I did exactly what you’re thinking about doing. I bought a used Dell server with dual Xeons, 24 gigs RAM, and a nice disk array from a reputable refurbish outfit – ridiculously cheap.
After I spent some time setting it up, I’ve been quite happy with it. It renders quite a bit faster than my, admittedly old, i7 work station.
This older Dell server is very stable and it will run almost any 64bit OS. You don’t necessarily have to spend $1200 on a server license from MS – depends on how big your org is and what your usage is.
To my mind, it’s all a balance between $$$, immediate needs, future proofing, and support (both hardware and software). In my experience, most hardware today is fairly bullet proof. Cooling seems to be the most troublesome (fans, pumps failing). I’ve used main boards from several manufacturers over the years (including an Abit way back!) – all based on Intel chips – and have not had a chip failure yet. HDDs? Of course – they fail occasionally as do the fans and cooling pumps. Setting up a good disk array with solid redundancy is what I’ve concentrated on. I think that with today’s 6 core i7s, a good GPU, and RAM, you’re going to find you have plenty of horsepower. The traditional bottlenecks are still with storage, although I saw a video where someone hooked up 24 1 gig SSDs in a large array and that disk setup finally over saturated the processor, RAM, serial bus capacity.

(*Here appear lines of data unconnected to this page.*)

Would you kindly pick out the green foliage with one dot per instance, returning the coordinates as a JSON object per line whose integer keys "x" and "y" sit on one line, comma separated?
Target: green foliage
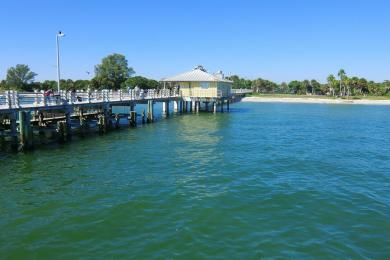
{"x": 142, "y": 83}
{"x": 240, "y": 82}
{"x": 112, "y": 73}
{"x": 20, "y": 77}
{"x": 264, "y": 86}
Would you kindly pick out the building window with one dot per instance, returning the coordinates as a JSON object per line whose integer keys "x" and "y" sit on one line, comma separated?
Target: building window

On the software end, Adobe CS seems to be good and relatively stable. I’m not too happy with their decision to go with subscription based software which messed up the upgrade paths for a lot of people, but that’s the where it’s all headed now.
Considering that I spent about 1/3 $$$ on the used server (and setting up the additional redundant disk arrays), I’m set for the next couple of years. Yes, at some point, I will have to spend a huge chunk of $$$ for a system that has the latest and greatest hardware, but for now and for my specific needs, the used dual Xeon setup is working quite well.